Mohan Kumar, with his penchant for making films starting with the alphabet ‘A’, made significant strides in developing and nurturing this genre, with a string of successful films, including Anpadh , Aas Ka Panchi , Aayi Milan Ki Bela and Aap Aaye Bahar Aayi . Aap Beati too based on this reliable formula reaped rich dividends at the box-office.
However, the film, despite its successful run, suffered some glaring flaws, one of them being the lack of depth in its musical score which was surprising considering the team of Anand Bakshi and Laxmikant-Pyarelal. Further the occasional lapse in editing which gave a feeling that songs have been unduly inserted in the narrative added to it. The story of Aap Beati , penned by Mohan Kumar revolves around the trials and tribulations of the lower middle class Kapoor family, in which the patriarch, Kishorilal (Ashok Kumar) works in the factory shop floor and wants to send his son Prakash (Sujit Kumar) to study in America. To make ends meet, Kishorilal’s daughter, Geeta (Hema Malini) works as a sales girl in a retail shoe store. Unknown to her family, Geeta is in love with Ranjit (Shashi Kapoor), the dapper son of Seth Mayadas (Madanpuri). On knowing about it, Seth Mayadas is livid, and threatens to to end her relationship with Ranjit, citing the glaring difference in the status of their families. Geeta refuses to give in.
With Prakash’s return from abroad there is an improvement in Kapoor household which includes Kishorilal’s wife, Lajjoo (Nirupa Roy) and his brother-in law, Bahadur (Premnath). Prakash gets employed in the same factory in which his father and Bahadur work. Thereafter, he marries his girlfriend, Reena (Aruna Irani), whose brother-in-law, Jumani (Asrani) is in cohorts with Seth Mayadas in smuggling activities.
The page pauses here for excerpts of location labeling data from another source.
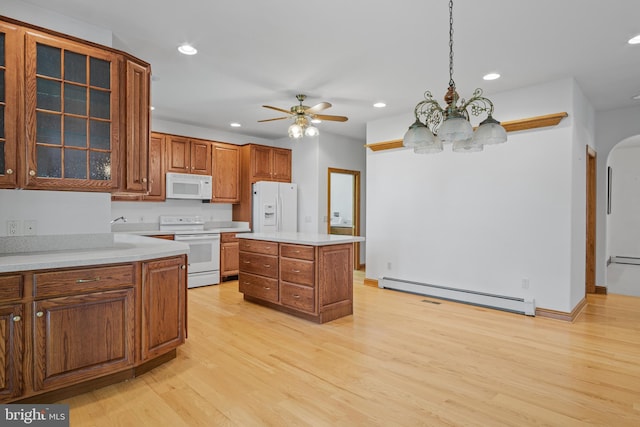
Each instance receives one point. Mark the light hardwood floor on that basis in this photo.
(398, 361)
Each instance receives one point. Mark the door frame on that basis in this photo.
(356, 209)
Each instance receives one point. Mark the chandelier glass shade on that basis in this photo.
(436, 126)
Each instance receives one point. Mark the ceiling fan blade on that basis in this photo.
(270, 120)
(317, 108)
(331, 118)
(277, 109)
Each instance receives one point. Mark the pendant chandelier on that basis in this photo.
(435, 126)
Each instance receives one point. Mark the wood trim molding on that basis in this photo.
(561, 315)
(510, 126)
(370, 282)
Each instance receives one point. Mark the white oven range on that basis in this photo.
(204, 248)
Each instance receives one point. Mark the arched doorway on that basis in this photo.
(623, 218)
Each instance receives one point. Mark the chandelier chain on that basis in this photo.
(451, 82)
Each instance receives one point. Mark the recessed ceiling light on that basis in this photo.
(491, 76)
(187, 49)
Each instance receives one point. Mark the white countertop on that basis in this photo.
(121, 248)
(315, 239)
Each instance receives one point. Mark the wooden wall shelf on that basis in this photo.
(511, 126)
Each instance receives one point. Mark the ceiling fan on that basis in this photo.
(302, 115)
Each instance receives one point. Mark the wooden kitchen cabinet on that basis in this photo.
(312, 282)
(259, 163)
(164, 304)
(225, 162)
(229, 255)
(10, 69)
(83, 324)
(188, 155)
(157, 182)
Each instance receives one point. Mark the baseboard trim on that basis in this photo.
(370, 282)
(561, 315)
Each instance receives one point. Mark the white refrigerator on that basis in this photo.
(275, 207)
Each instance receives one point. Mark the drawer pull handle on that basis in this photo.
(95, 279)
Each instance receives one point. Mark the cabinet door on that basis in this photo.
(164, 294)
(82, 337)
(137, 134)
(11, 349)
(229, 259)
(178, 154)
(226, 173)
(281, 165)
(157, 181)
(9, 107)
(260, 163)
(72, 114)
(200, 157)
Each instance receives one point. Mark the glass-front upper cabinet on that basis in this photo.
(72, 114)
(8, 105)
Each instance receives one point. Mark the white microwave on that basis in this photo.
(189, 186)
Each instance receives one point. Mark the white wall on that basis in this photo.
(56, 212)
(23, 11)
(484, 221)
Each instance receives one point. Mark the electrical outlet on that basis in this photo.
(30, 227)
(13, 227)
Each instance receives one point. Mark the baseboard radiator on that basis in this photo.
(481, 299)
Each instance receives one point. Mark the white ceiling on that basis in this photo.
(353, 53)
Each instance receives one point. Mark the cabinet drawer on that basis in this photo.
(297, 271)
(297, 251)
(264, 265)
(259, 287)
(258, 246)
(10, 287)
(298, 297)
(76, 281)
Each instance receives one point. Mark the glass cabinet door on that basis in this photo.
(8, 105)
(72, 114)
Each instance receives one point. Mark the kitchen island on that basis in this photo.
(305, 275)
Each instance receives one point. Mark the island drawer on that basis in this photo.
(264, 265)
(259, 287)
(11, 287)
(297, 271)
(297, 251)
(298, 297)
(65, 282)
(258, 246)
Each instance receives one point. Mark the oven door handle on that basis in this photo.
(183, 237)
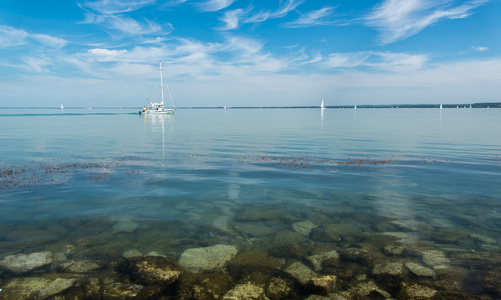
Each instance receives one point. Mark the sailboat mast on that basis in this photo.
(162, 83)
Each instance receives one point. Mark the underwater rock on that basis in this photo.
(388, 269)
(288, 237)
(394, 249)
(420, 271)
(323, 284)
(36, 287)
(435, 259)
(79, 266)
(119, 290)
(126, 226)
(360, 256)
(324, 236)
(246, 291)
(330, 258)
(257, 214)
(254, 260)
(254, 229)
(221, 224)
(292, 251)
(300, 272)
(483, 238)
(207, 258)
(151, 270)
(131, 253)
(279, 288)
(369, 288)
(22, 263)
(414, 291)
(304, 227)
(203, 286)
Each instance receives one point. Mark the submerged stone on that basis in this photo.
(151, 270)
(323, 284)
(420, 271)
(207, 258)
(415, 291)
(36, 287)
(304, 227)
(254, 260)
(330, 259)
(79, 266)
(126, 226)
(22, 263)
(300, 272)
(435, 259)
(246, 291)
The story moves on predictable lines with Reena unable to manage her lavish lifestyle on Prakash’s meagre salary prevails upon him to move out, thereby leaving an ailing Kishorilal and hardworking Geeta to pay the debts accrued by the family. Meanwhile, Seth Mayadas puts pressure on Ranjit to marry a girl of his choice who on refusal is asked to leave his house. An embittered Geeta is heartbroken, although she avails an opportunity to enhance her credentials with a visit to Paris. The weeks go by in a jiffy, and when she returns, to her shock and dismay her entire life has changed. How and why should be seen by the viewer.
Undoubtedly, the film depends heavily on the splendid screen presence which Hema Malini exudes. These obfuscate her limited histrionic prowess and style of dialogue delivery, which, besides, being heavily accented, lack variety or modulation. She is complimented in equal measure by Shashi Kapoor, who gives a trademark graceful performance.
For this film, Mohan Kumar has an enviable ensemble of seasoned actors. Ashok Kumar, Nirupa Roy and Madanpuri perform effortlessly, and contribute with their collective brilliance. As for Premnath, the jury can be divided on his calibre as an actor. Even though a scene stealer, at times there is a certain uniformity in the characters he essayed.